Everybody loves cake – it’s one of the facts of life.
However, have you ever stopped to wonder just why we have a cake at weddings and what it actually symbolises?
Where it all started…..
Long ago in Roman times (yes that long ago), the custom was for a groom to break the cake over the brides head. Obviously not the gooey iced types of cake we have nowadays you’ll understand….cake as we know it hadn’t been invented back then. It was more likely a freshly baked loaf of bread.
It symbolised the end of the brides virginal state, ensured fertility and demonstrated her new husbands power over her.
The guests would then share in eating the “cake” in the hope that the good fortune could be shared with them.
Wow – things have moved on!
Move forward a little to Medieval times and the cake had changed from being one resembling a loaf of bread to unsweetened flour based buns. These were then stacked in a pyramid (the French still do this with croquembouche) and the happy couple would attempt to kiss each other over the top of the pile. It was believed that a successful kiss would bless the couple with a large and healthy family.
We still tend to see the pyramid effect these days but in the shape of tiers of cake.

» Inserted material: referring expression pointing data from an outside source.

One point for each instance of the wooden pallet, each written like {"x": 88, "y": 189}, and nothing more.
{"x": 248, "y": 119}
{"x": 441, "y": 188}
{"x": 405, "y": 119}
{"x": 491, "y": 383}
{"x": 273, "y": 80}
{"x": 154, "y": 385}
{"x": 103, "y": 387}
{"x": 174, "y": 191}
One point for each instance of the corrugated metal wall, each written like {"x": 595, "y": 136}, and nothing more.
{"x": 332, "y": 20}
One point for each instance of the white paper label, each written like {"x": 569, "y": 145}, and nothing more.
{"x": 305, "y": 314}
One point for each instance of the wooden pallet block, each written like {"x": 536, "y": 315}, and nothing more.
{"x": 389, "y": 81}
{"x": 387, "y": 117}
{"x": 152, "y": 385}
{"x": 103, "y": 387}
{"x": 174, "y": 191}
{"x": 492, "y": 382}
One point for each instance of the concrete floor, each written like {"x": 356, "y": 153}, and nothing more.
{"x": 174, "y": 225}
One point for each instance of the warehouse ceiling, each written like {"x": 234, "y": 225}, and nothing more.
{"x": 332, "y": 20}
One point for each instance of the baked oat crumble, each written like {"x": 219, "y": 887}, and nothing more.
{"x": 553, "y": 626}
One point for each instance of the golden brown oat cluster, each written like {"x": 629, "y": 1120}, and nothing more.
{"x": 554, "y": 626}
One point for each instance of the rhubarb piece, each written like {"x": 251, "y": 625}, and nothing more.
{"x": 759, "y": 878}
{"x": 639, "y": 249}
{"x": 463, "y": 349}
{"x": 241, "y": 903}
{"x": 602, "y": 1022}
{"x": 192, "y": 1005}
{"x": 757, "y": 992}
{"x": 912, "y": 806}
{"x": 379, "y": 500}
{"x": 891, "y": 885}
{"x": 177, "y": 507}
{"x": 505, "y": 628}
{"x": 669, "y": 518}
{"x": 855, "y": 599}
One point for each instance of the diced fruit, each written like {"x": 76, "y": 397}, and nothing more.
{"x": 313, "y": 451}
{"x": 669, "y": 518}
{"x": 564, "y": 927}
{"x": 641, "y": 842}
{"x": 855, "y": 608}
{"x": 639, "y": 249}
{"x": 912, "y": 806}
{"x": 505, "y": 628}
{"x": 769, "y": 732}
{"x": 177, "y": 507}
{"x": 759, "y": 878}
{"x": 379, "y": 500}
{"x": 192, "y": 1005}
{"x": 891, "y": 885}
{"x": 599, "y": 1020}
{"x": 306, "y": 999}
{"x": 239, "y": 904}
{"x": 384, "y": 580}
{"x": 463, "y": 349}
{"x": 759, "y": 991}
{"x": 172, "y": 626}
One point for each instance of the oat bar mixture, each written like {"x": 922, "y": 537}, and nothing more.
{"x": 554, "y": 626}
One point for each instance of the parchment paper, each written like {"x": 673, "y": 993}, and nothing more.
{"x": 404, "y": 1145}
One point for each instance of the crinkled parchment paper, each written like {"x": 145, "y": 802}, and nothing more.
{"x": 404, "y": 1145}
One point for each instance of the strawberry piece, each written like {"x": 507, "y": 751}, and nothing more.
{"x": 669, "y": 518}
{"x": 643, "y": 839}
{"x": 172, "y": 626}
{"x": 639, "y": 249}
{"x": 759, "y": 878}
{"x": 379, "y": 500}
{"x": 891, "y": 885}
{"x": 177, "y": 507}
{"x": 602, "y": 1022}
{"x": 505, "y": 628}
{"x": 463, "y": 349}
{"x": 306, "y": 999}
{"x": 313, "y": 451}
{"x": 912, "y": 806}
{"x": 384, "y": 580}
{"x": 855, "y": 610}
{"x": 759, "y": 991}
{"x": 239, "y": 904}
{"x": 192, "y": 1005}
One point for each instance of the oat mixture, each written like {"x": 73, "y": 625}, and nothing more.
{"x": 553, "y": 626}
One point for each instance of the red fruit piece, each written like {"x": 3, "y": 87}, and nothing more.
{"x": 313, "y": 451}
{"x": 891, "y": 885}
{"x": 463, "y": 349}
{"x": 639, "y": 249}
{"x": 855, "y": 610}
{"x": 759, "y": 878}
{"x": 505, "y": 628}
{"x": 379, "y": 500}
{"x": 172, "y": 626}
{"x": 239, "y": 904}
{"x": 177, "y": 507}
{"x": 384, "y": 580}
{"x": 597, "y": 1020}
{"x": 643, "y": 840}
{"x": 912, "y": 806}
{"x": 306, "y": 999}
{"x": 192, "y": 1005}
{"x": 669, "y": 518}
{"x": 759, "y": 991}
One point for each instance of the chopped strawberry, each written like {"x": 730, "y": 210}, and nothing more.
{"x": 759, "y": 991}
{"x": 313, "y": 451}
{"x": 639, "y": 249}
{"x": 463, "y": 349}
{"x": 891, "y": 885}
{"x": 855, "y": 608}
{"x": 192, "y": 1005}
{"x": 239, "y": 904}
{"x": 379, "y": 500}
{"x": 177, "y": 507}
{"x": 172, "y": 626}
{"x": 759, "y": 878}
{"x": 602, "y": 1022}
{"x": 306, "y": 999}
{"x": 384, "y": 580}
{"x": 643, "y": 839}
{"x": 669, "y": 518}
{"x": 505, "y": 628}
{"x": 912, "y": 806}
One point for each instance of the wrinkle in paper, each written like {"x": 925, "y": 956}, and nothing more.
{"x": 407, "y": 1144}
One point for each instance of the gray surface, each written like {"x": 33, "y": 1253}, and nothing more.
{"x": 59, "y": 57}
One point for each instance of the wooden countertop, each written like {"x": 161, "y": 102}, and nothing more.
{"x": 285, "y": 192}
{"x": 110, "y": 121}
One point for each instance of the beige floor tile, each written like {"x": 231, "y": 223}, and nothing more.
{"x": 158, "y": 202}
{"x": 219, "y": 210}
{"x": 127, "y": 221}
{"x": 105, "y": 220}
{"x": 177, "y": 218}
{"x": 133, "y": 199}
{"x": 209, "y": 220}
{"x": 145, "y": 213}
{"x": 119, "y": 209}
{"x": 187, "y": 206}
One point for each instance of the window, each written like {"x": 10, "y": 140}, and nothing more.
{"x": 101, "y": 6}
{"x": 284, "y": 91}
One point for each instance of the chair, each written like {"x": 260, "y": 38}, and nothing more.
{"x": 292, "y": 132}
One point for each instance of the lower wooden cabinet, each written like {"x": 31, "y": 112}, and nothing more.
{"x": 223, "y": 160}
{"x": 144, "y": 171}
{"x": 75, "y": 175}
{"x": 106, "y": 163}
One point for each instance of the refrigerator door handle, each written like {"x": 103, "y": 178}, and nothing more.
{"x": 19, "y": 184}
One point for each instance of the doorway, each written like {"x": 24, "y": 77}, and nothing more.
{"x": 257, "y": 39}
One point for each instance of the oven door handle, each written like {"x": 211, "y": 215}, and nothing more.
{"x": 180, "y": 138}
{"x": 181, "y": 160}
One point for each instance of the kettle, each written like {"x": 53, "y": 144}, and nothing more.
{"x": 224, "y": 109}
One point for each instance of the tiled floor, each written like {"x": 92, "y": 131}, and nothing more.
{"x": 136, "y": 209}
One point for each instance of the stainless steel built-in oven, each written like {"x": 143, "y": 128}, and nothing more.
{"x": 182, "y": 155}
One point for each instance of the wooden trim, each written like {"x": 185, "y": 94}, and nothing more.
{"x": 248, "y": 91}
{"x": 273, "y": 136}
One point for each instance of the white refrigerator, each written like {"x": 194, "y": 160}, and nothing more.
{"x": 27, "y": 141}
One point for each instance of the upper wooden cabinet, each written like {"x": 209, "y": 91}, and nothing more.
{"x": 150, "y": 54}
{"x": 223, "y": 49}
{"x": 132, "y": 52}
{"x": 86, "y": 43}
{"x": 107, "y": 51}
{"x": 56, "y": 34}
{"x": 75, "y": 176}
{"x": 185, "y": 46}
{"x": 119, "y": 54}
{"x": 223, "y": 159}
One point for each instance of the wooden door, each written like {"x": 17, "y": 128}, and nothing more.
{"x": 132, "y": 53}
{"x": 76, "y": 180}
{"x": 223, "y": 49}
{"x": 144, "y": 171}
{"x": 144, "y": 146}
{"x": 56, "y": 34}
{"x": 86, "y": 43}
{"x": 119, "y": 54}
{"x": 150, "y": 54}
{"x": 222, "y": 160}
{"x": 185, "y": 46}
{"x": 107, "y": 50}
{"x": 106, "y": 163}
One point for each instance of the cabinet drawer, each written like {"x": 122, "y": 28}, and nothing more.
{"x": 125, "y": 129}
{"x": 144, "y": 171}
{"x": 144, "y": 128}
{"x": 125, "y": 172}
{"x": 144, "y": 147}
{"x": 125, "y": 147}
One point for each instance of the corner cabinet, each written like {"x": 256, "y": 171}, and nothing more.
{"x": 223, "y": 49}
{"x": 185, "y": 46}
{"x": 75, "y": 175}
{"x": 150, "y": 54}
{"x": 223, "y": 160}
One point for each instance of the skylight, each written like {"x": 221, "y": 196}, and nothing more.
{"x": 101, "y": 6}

The tiers or stacks of cake by the way represent fertility and in olden times it was believed that the higher the stack of cakes, the more children the couple would produce. These days the number of tiers are more to do with how glamorous the cake looks.
Why white icing?
White is a traditional wedding colour, and until recently most cakes were covered in white icing.
White is supposed to represent chastity, purity and the virginity of the bride, which is where the custom of the white wedding dress also originates.
White icing is created by using fine sugar, which during the Victorian era when icing became popular wasn’t the easy to create. As a result, pure white icing was also very expensive to create and hence the white cake was also seen to represent the wealth of the family (the whiter the icing, the more expensive it was and the richer the family were perceived to be!)
How you cut the cake also has meaning
As for the way the cake is cut….that in itself has meaning.
The couple will traditionally cut the bottom tier of the cake. This isn’t because it’s the easiest (although it is), but it symbolises stability in their future relationship.
Likewise, the bride will traditionally hold the knife with the grooms’ hand on top of hers. This shows the bride being able to provide for and take care of her husband whilst he is there to support her.
Somewhat of a dying tradition now is the sending home of guests with a piece of the cake, and indeed sending cake to guests who were unable to attend the wedding. This was supposed to share the good fortune of the bride and groom with their friends and family.